The unity government’s health ministry said the clashes left 39 people dead and 300 others wounded, adding that the fighting also damaged schools, hospitals, and UNESCO-listed archaeological sites in the city, which is located 70 kilometers west of the Libyan capital of Tripoli.
Sabratha became a major hub for migrants seeking a chance to head to Europe after the ouster and death of long-time dictator Muammar Gaddafi in 2011. Local smugglers took advantage of a security vacuum in the conflict-plagued country and took over whole sections of the city, building their own piers equipped to launch dozens of migrant boats a day.

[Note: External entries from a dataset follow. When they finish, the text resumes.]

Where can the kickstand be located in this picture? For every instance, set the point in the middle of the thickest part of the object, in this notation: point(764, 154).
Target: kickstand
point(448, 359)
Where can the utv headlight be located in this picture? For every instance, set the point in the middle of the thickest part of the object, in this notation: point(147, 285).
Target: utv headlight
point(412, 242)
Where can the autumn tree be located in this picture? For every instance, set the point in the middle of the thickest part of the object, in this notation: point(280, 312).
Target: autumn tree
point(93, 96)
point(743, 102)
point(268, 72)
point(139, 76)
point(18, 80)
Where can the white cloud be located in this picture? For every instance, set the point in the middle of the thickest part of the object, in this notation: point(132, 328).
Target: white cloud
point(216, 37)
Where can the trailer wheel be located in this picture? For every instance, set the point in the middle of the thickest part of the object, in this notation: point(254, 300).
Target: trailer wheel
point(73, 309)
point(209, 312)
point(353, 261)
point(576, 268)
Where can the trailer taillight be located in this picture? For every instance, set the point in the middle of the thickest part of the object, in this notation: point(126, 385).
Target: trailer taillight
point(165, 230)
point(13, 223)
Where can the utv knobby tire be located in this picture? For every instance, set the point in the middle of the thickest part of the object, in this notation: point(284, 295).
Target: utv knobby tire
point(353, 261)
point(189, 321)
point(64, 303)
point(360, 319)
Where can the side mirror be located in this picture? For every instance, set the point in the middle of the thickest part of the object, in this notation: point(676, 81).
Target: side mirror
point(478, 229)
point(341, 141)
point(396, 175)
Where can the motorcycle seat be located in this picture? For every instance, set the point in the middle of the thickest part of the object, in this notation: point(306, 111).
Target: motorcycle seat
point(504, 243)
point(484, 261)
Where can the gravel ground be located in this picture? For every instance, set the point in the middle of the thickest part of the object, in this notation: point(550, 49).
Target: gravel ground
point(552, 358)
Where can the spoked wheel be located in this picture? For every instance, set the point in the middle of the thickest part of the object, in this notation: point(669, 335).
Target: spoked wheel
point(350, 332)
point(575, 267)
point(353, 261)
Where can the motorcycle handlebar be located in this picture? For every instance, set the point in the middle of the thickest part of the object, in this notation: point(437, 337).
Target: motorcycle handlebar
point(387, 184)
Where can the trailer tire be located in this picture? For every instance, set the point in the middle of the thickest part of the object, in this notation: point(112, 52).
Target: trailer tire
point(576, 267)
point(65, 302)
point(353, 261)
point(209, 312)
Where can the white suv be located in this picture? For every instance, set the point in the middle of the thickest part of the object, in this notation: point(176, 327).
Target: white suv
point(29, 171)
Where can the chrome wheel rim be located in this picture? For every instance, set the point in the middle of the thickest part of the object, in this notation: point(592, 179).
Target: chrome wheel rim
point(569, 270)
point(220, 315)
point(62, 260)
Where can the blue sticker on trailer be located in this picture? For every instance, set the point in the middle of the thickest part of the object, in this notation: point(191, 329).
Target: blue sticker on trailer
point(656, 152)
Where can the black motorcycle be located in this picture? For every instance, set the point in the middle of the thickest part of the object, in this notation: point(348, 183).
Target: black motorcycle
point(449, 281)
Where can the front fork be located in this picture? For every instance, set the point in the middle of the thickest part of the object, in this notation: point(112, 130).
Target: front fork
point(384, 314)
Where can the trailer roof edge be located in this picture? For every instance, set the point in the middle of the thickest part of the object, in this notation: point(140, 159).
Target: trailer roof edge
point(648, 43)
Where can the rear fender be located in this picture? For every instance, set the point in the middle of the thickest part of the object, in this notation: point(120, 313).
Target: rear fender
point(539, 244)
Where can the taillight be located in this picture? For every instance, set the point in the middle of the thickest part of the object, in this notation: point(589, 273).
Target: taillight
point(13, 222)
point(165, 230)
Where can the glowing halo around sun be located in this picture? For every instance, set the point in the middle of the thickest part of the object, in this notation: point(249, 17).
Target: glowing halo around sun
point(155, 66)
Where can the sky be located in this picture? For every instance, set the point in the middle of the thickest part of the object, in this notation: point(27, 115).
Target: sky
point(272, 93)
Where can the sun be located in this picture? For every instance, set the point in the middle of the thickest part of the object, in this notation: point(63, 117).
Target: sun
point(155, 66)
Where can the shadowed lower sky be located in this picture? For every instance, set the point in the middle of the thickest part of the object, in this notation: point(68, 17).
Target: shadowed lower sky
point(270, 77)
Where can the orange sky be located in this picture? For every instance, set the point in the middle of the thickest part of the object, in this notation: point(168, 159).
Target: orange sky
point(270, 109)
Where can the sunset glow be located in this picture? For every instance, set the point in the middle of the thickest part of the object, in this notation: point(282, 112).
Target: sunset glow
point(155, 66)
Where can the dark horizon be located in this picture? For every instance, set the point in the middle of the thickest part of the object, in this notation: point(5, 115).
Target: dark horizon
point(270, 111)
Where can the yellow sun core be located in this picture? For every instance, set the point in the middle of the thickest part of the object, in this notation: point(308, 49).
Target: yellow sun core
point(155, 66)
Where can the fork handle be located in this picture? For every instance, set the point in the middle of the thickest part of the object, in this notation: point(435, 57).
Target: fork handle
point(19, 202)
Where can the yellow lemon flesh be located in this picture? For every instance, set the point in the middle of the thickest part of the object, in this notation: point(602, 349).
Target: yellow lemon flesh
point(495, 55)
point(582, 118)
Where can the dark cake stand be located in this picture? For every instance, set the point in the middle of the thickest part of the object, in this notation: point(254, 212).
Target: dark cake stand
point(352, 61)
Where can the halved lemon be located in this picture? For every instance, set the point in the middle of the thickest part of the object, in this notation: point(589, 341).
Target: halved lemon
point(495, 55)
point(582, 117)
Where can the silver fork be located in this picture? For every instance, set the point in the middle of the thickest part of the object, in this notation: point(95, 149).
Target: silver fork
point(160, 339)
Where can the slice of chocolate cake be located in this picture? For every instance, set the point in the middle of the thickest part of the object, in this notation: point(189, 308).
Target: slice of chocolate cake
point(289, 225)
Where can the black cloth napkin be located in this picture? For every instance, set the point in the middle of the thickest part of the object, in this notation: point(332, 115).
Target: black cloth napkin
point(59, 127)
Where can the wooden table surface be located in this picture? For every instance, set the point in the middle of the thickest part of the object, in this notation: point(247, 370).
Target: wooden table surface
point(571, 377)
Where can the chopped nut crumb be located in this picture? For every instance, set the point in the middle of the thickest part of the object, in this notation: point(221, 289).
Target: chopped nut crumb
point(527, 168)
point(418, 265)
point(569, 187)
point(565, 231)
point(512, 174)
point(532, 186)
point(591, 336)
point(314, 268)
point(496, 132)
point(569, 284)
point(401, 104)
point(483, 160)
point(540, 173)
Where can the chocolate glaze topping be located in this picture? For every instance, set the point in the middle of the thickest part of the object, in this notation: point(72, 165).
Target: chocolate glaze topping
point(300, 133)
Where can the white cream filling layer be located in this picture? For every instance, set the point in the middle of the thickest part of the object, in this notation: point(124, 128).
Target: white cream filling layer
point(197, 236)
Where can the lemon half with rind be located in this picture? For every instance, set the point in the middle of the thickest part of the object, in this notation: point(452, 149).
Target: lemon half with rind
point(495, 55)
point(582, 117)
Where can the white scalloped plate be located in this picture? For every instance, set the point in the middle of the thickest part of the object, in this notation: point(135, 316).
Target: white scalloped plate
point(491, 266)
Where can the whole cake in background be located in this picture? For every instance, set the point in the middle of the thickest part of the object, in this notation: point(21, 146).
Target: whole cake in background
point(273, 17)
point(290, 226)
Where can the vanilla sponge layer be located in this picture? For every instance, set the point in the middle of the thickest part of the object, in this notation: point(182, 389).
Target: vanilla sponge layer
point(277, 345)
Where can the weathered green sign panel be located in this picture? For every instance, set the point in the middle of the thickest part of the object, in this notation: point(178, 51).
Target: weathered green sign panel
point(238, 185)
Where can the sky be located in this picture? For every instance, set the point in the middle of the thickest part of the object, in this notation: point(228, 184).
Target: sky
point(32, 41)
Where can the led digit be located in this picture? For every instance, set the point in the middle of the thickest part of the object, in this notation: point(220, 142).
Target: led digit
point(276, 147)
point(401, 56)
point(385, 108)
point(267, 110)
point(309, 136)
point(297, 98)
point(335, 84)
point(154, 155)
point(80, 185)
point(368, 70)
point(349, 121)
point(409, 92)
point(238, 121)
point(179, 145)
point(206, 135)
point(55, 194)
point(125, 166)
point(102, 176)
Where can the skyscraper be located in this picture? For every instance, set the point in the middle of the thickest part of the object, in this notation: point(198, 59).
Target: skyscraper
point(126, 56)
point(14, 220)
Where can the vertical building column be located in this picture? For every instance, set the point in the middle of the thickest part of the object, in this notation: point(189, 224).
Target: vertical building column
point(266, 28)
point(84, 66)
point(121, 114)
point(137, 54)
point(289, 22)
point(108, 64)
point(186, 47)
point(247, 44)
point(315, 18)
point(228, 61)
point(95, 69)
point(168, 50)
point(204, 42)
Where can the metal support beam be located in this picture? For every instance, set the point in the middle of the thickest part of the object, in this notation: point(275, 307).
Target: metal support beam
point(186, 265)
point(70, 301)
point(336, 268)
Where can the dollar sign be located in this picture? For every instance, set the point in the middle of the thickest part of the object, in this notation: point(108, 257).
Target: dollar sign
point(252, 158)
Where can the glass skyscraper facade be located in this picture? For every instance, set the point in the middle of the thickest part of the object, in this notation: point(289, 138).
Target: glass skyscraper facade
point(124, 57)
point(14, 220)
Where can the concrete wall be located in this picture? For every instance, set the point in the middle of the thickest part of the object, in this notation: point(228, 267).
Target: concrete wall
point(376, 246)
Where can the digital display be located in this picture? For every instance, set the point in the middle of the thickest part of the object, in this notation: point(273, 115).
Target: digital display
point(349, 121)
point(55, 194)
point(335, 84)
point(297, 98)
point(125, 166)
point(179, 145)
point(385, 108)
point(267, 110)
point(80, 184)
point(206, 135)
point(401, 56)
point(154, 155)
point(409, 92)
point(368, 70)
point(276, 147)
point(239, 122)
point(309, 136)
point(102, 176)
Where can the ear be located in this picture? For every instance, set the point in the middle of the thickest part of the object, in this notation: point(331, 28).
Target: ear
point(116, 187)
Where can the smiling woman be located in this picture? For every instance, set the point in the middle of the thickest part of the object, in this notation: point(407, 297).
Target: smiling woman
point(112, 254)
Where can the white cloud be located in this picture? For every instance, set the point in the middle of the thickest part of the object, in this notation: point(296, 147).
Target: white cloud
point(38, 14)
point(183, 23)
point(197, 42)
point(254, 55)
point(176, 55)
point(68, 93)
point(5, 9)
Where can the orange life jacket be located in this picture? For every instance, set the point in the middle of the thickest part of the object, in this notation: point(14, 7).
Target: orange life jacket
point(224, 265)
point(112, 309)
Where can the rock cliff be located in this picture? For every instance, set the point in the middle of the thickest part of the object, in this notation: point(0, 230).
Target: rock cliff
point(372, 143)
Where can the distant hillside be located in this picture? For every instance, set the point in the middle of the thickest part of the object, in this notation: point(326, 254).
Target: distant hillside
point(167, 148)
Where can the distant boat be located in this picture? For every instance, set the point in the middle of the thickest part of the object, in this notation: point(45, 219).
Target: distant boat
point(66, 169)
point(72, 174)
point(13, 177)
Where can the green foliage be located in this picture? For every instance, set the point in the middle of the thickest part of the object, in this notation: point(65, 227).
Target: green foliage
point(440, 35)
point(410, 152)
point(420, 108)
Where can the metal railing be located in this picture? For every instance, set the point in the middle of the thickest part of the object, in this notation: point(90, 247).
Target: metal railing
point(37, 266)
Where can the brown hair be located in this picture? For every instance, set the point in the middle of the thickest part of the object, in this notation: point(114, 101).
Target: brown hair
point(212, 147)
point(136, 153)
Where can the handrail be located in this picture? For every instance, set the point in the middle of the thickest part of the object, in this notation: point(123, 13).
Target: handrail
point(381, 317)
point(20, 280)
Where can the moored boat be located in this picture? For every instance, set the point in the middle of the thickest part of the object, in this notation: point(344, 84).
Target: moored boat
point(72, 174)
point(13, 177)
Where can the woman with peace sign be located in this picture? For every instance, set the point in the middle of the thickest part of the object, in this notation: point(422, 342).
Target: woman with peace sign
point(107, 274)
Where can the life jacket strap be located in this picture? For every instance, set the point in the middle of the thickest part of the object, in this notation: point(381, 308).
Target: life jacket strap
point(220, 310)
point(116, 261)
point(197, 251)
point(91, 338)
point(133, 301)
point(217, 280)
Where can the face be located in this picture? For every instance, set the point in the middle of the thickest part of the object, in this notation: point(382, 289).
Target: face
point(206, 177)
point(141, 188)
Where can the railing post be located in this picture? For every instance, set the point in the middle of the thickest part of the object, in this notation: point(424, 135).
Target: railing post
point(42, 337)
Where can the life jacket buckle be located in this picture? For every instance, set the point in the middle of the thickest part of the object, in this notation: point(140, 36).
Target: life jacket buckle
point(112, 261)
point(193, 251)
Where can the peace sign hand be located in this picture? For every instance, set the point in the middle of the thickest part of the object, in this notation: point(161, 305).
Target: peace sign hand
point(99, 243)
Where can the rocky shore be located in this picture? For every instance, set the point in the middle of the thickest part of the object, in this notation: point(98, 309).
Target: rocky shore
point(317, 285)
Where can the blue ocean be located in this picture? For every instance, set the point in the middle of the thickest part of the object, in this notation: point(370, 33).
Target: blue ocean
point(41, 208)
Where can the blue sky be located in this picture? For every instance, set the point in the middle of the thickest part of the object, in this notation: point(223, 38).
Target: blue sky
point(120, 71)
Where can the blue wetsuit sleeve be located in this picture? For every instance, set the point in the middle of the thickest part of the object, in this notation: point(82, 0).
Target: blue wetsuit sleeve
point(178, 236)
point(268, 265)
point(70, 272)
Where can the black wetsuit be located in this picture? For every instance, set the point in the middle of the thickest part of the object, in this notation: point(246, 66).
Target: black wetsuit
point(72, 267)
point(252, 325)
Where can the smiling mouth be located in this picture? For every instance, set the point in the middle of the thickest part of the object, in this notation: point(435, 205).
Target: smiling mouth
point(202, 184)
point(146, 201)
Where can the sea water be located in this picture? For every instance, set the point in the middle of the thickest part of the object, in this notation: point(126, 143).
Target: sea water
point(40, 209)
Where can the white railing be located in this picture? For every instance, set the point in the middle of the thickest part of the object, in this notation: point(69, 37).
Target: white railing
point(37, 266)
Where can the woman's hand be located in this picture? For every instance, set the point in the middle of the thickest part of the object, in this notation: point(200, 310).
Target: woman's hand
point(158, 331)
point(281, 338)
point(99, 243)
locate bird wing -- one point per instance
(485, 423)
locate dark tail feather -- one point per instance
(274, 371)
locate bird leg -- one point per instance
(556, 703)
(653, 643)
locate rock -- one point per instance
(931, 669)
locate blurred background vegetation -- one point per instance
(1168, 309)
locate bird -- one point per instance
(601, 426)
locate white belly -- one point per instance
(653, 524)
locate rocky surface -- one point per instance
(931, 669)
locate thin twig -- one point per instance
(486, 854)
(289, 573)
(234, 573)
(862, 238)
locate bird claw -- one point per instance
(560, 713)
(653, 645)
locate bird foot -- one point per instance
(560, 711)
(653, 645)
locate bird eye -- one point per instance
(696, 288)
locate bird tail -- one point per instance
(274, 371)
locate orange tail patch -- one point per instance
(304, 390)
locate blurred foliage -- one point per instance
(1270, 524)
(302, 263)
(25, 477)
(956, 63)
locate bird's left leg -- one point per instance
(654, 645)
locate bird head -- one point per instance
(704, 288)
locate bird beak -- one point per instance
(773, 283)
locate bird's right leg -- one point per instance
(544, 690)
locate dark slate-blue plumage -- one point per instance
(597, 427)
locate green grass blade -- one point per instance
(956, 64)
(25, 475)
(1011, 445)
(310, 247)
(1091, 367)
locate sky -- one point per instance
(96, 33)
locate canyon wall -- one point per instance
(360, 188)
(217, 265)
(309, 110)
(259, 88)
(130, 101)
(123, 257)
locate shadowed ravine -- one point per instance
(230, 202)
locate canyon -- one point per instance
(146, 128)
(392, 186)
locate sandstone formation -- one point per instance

Refugees and asylum seekers are packed onto unseaworthy boats and dinghies by smugglers in the hope of crossing the Mediterranean and reaching Europe. If they don’t capsize en route, the boats are usually intercepted by European vessels once they enter international waters.
Half a million people, mainly sub-Saharan Africans, have managed to make the perilous sea journey from Libya and reach Italy over the past four years. About 13,000 others have drowned. Over 106,000 refugees and asylum seekers have arrived in Italy from Libya since last August. More than 2,700 also died en route, according to the International Organization for Migration.